Harnesses Ubiquisys' flexible Femto-Engine model to rework business model


Published: 30 June, 2010

READ MORE: Japan | Ubiquisys | Softbank Mobile | Femtocell

As femtocells hit the mainstream, debate rages over whether carriers can get away with charging end users for the devices. With many expecting the products to be fully subsidized in the near future, pioneer Ubiquisys is working with Japan's Softbank on a roll-out that will support free femtos and still deliver strong ROI to the operator.

In most phase one deployments, the main consumer proposition is improved signal quality indoors, and some argue that the operator should be delivering that anyway, not charging extra for it. The challenge is to acquire the tiny base stations sufficiently cheaply to make 100% subsidies viable, and/or to add significant value beyond indoor coverage, in the form of homezone tariffs or new applications. In addition, the Femto Forum has published studies that show that the benefits to cellcos - from offloading data and signalling traffic from the overstretched macro network, plus improved customer experience resulting in reduced churn - offset higher subsidies. In most countries where femtos are available, there is only one operator providing them, but as competition steps up, the pressure to remove upfront charges for femtos will mount (customers of AT&T's 3G MicroCell offering can already get a free device if they are also subscribers to its other services).
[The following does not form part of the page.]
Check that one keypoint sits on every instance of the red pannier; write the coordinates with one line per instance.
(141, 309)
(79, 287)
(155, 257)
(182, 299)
Softbank, operating in one of the world's most competitive mobile economies, will now offer its femtocells free, complete with ADSL connections for residential, retail and small business customers. It also plans to accelerate the offload of data from its macro network, and boost usage/ARPU, by setting the femtos to open access mode, allowing all customers to access them and improving coverage and capacity.

This approach is enabled by the Ubiquisys Femto-Engine system, which consists of 'femto intelligence' software supporting key requirements such as self-organization and remote diagnostics. This software functionality is separated from the hardware, so that it can be licensed by third parties as well as running on Ubiquisys' own femto products. This model was introduced last year by the UK-based vendor, and it claims its new approach has enabled flexible approaches like Softbank's, and is reducing the cost of hardware to the point where 100% subsidies can still deliver profit. In particular, the related 'Engine-Ready' hardware program allows third parties to produce devices at low cost and time to market, by using complete hardware reference designs running the Femto-Engine software. This resulted recently in the G3-mini from SerComm, which achieved the much vaunted target of a sub-$100 femtocell.

"Making femtocells free to consumers has long been considered critical for widespread adoption," said Ubiquisys CEO Chris Gilbert in a statement. "Softbank Mobile's groundbreaking offer redefines the small cell business model and once again illustrates its position as a pioneer within the industry. Also by using the femtocells in 'open mode', allowing any subscribers to connect, it will significantly increase the operator's network capacity, benefitting all users."